The Supreme Court of Korea convicted him on four counts of rape and sentenced him to a decade in prison. During this time, the cult continued to profess his innocence and even recruited more women to become his “spiritual wives” while he was in prison. Even after Myung-Seok was released in 2018, the cult continued to profess his innocence. Current and former members of the cult are constantly told that Myung-Seok is innocent and that whoever attempts to speak out is silent. In the Netflix documentary, former member Maple Yip was followed by various members as she tried to film the documentary, in an effort to silence her. 

Yet, these efforts resulted in failure. Following a press conference held by Yip where she described his crimes, Myung-Seok was indicted in October 2022 for her sexual assault and the assault of an Australian follower. Myung-Seok is currently in prison waiting for his trial, while the cult continues to support their leader and profess his innocence. Even now, the cult continues to share sermons that support the leader. 

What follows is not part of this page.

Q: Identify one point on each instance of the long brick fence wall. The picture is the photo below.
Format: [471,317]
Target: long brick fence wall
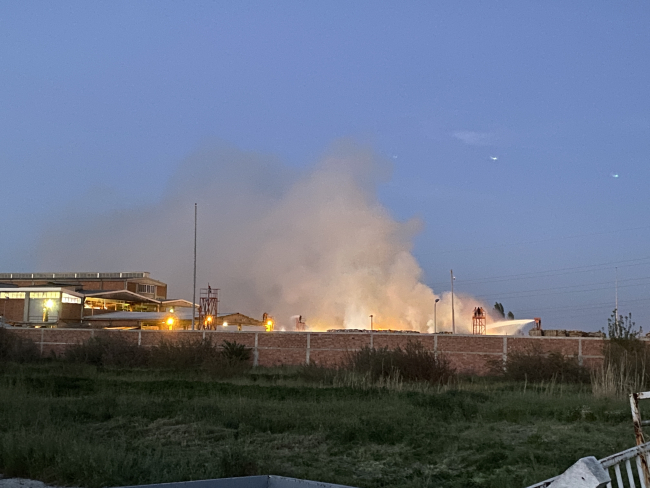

The cult was able to recruit a large number of members by posing as a normal university faith group. They would recruit members on university campuses and shopping centers, encouraging them to join prayer groups and bible study meetings (although some of these bible meetings included excerpts from figures like Hitler). These cults often use tactics such as love-bombing, where a recruiter approaches the student and does everything in their power to make the student feel special and unique in order to convey the message “I am your new best friend.” They will also fake mutual interests in order to give the impression that they share many things in common to convince the prospective member to join the cult to “support their friend.” Other tactics include isolating the recruit to immerse them in the cult’s philosophy; isolating them to do this means that the recruit is away from anyone able to provide a reality check. Another tactic includes keeping control of the recruit through various means, like threatening them or gaslighting them; this means the recruit will do anything the cult wants.

It is important to know these tactics to be able to identify and recognize them. Stories like that of Jesus Morning Star are common, which is why people need to know and identify these tactics to not become part of these stories.